La moda de exponerse al sol de forma "exagerada" y "episódica" en verano ha aumentado en los últimos treinta años la incidencia del melanoma avanzado, el tipo de cáncer de piel más mortífero, un 237%, según han advertido varios expertos con motivo de la celebración del 46 Congreso Anual de la Sociedad Americana de Oncología Clínica (ASCO, por sus siglas en inglés) en Chicago (EE.UU).

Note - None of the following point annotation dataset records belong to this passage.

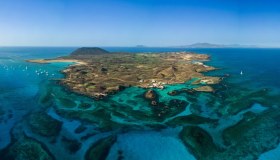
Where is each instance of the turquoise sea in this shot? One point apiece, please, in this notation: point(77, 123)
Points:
point(39, 119)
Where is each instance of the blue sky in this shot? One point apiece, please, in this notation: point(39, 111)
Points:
point(138, 22)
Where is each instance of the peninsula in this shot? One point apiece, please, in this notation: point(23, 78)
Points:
point(98, 72)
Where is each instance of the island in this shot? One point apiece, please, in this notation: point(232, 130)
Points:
point(98, 73)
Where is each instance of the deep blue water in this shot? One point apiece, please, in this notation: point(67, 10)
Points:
point(21, 84)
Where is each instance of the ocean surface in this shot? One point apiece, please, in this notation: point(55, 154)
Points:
point(41, 119)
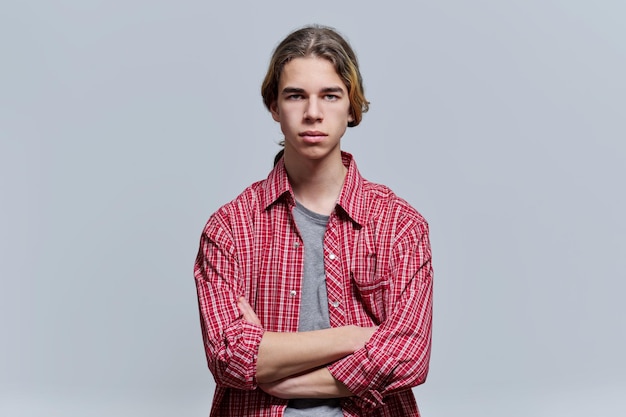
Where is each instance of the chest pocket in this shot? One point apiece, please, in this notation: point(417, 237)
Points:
point(369, 277)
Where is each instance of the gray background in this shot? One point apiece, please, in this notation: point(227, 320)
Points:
point(125, 124)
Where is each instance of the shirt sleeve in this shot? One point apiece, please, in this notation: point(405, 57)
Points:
point(397, 356)
point(231, 344)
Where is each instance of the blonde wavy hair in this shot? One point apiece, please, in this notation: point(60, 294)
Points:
point(321, 42)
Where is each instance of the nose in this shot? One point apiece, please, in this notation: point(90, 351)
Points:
point(313, 110)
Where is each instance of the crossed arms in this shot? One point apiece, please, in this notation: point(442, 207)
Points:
point(291, 365)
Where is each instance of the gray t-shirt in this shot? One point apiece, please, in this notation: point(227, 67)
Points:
point(314, 304)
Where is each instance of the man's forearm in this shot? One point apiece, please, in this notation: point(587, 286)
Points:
point(285, 354)
point(318, 383)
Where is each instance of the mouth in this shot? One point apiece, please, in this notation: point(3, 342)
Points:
point(312, 136)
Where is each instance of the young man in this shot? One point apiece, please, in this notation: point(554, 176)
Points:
point(315, 285)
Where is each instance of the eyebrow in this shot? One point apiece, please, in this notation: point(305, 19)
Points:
point(296, 90)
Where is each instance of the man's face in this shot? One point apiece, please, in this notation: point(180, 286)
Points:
point(312, 107)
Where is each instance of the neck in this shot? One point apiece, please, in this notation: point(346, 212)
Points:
point(316, 183)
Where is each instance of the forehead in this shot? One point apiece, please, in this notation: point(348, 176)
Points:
point(311, 72)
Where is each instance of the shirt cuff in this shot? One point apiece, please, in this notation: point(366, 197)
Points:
point(241, 343)
point(365, 373)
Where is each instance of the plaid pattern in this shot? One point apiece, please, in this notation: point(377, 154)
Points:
point(378, 267)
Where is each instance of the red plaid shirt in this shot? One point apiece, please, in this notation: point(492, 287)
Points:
point(378, 272)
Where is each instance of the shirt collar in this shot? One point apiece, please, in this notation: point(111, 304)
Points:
point(351, 198)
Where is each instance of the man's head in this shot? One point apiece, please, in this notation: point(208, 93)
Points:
point(320, 42)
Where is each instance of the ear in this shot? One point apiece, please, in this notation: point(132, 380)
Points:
point(274, 111)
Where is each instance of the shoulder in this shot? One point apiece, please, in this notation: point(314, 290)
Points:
point(240, 210)
point(387, 208)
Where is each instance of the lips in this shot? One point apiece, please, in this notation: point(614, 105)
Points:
point(312, 136)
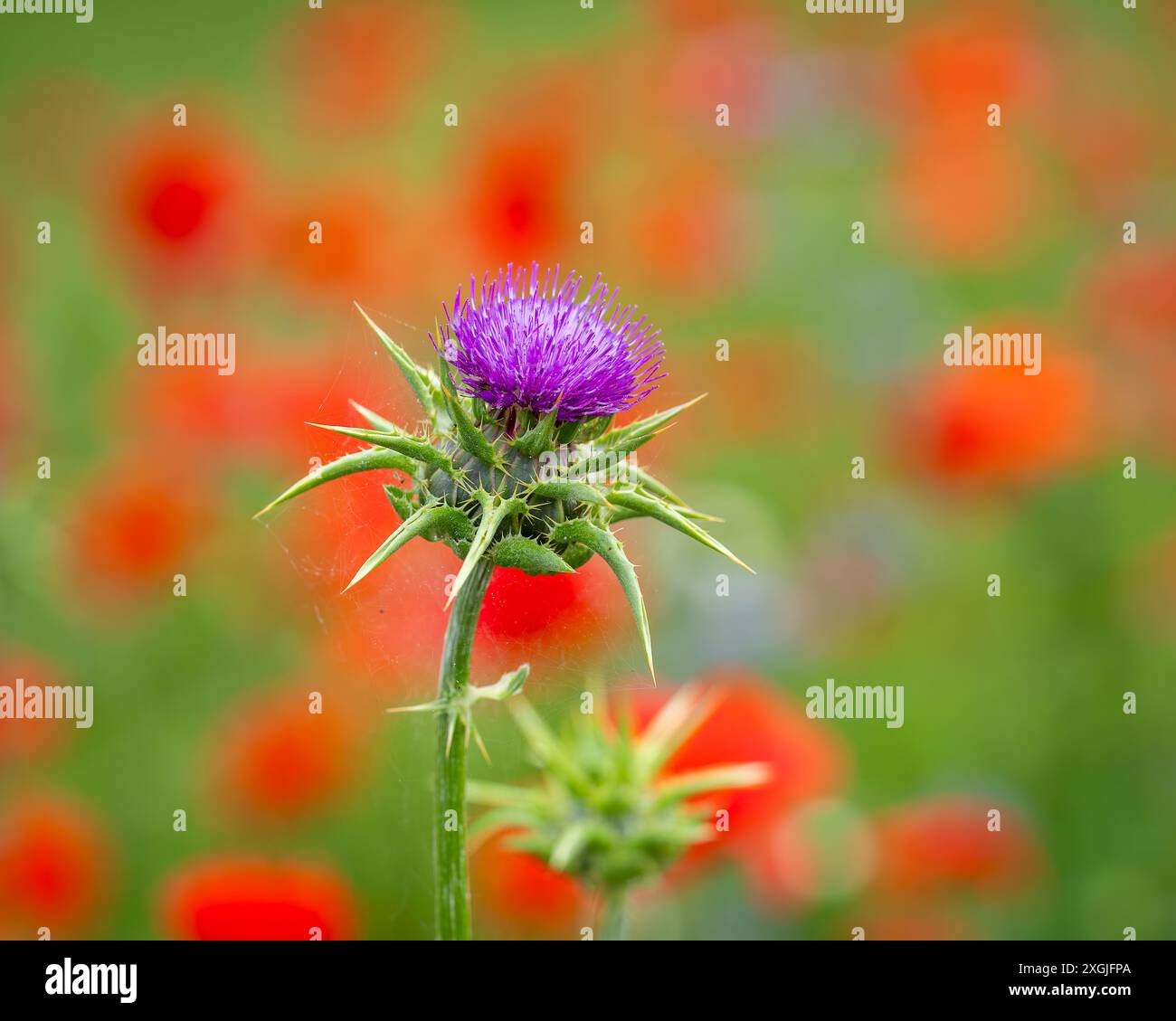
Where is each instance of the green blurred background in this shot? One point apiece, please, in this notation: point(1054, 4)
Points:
point(567, 118)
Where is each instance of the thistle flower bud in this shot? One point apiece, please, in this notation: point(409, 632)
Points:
point(518, 464)
point(606, 812)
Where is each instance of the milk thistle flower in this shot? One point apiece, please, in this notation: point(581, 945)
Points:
point(518, 465)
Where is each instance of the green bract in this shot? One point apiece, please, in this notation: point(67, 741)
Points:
point(517, 488)
point(606, 812)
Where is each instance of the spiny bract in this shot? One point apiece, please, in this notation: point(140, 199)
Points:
point(521, 484)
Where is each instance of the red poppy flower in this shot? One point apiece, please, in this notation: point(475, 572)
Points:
point(279, 761)
point(136, 525)
point(369, 239)
point(258, 411)
point(518, 196)
point(752, 723)
point(548, 619)
point(183, 204)
point(685, 245)
point(945, 844)
point(54, 868)
point(996, 425)
point(968, 200)
point(347, 69)
point(524, 895)
point(254, 899)
point(953, 66)
point(1132, 299)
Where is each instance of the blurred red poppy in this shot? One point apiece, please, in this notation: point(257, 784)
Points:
point(30, 739)
point(945, 844)
point(349, 67)
point(752, 723)
point(551, 619)
point(971, 199)
point(369, 239)
point(687, 227)
point(184, 203)
point(955, 65)
point(54, 867)
point(137, 523)
point(277, 760)
point(1132, 299)
point(257, 899)
point(258, 411)
point(518, 192)
point(995, 425)
point(524, 895)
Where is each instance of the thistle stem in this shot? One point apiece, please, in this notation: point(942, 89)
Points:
point(616, 916)
point(453, 920)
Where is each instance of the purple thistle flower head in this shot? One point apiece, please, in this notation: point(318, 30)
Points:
point(529, 343)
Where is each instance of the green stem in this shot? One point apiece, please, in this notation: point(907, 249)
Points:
point(450, 817)
point(616, 916)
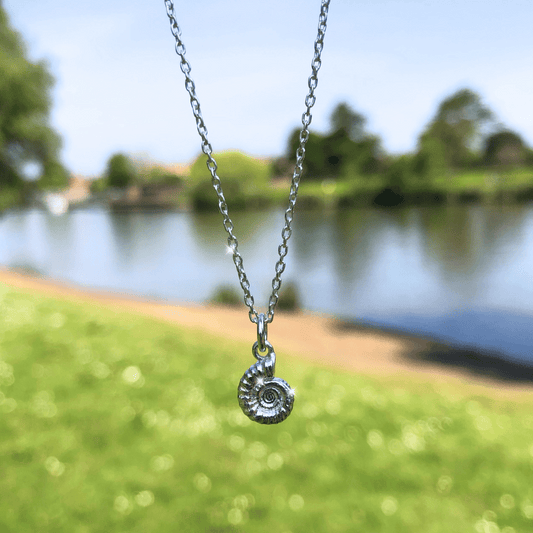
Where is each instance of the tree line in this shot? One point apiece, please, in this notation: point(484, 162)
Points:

Así, el presidente del Grupo de Estudio del Melanoma Español, Salvador Martín Algarra, subrayó que la incidencia de esta enfermedad, responsable de cerca del 80% de las muertes por cáncer de piel, "está aumentando mucho" en Europa, Estados Unidos y Australia debido a este tipo de exposiciones al sol "episódicas e intensas".
"Antes nuestros padres estaban más expuestos al sol, pero crónicamente, y luego no hacían estas exposiciones ridículas de dos semanas", insistió.
El problema no es la exposición regular al sol, que es "buena" y que previene la osteoporosis, entre otro tipo de enfermedades, debido a las vitaminas que la piel absorbe a través de los rayos del sol, sino los 'baños de sol' tomados de manera "irracional" para conseguir un mejor bronceado, según señaló el médico. "Hay una aumento de incidencia clarísimo relacionado con comportamientos irracionales", apuntó.
En este sentido, los expertos consideran que una de las principales causas de la proliferación de cáncer de piel en occidente es el "glamour" que rodea a lo moreno como sinónimo de "belleza". Esta mentalidad impulsa a muchos hombres y mujeres a tumbarse al sol durante "ocho horas un día en verano y luego a pasar cuarenta días sin que les dé el sol porque no salen de la oficina", señaló Martín Algarra, quien aseguró que "los noruegos y los suecos que vienen a tomar el sol a España cada verano y se exponen 'vuelta y vuelta' tienen mucho más riesgo".
Hasta tal punto ha aumentado los casos de este tipo de cáncer, que mientras que la mortalidad en el resto de cánceres ha disminuido en general un 17% entre 1995 y 2005, las muertes por melanoma se han incrementado un 32%, de acuerdo a datos aportados en ASCO por el doctor Axel Hauschild, del departamento de Dermatología de la Universidad de Kiel, en Alemania
Este experto señaló que, si bien es cierto que la genética está más "directamente relacionada" con la aparición de un melanoma que la exposición al sol, y por lo tanto, tener antecedentes familiares de esta enfermedad tiene "más peso" en la probabilidad de desarrollar un cáncer de piel de este tipo, por otro lado, "la genética no se puede cambiar", mientras que los hábitos de exposición al sol sí, por lo que subrayó la importancia de "mantener en primera línea" las campañas en contra de tomar el sol de manera "exagerada".
Tratamientos para el melanoma
El gran riesgo del melanoma, sobre todo cuando se encuentra en una fase avanzada, y tiene ramificaciones en otras partes del cuerpo, es que tiene un pronóstico "muy grave y no existen medicamentos que hayan conseguido cambiarlo", explicó Martín Algarra. De hecho, el tiempo medio de supervivencia es de seis a nueve meses en la fase más avanzada de la enfermedad, con una probabilidad de supervivencia al año de entre el 25 al 35%. "Con una mancha no bien valorada te juegas la vida, porque hasta ahora no teníamos un buen tratamiento médico para el melanoma", apuntó el experto español.
Con motivo del 46 Congreso Anual de la Sociedad Americana de Oncología Clínica (ASCO, por sus siglas en inglés), Bristol-Myers Squibb presentó los resultados de un estudio doble ciego sobre ipilimumab, un nuevo medicamento en fase III de investigación, que potencia el efecto del propio sistema inmunológico del paciente y consigue entre el 44 y el 46% de supervivencia para pacientes con metástasis al año, frente a un 25% que continúa vivo con un tratamiento de control de 100 gp peptide vaccine.
El trabajo, que se realizó con pacientes que ya habían sido previamente tratados del melanoma y cuya enfermedad se encontraba en una fase avanzada, también concluye que entre el 22 y el 24% de las personas tratadas con ipilimumab sobrevivían a los dos años, mientras que la tasa de supervivencia de los que se sometieron al tratamiento control era del 14% en ese mismo periodo de tiempo.
Para Martín Algarra, este medicamento, que aún está pendiente de aprobarse por los organismos reguladores, "abre una puerta a la esperanza de una enfermedad muy terrible" y permite mejorar la perspectiva de vida de los pacientes que se encuentran en una fase avanzada, para los que "la quimioterapia no ha hecho casi nada".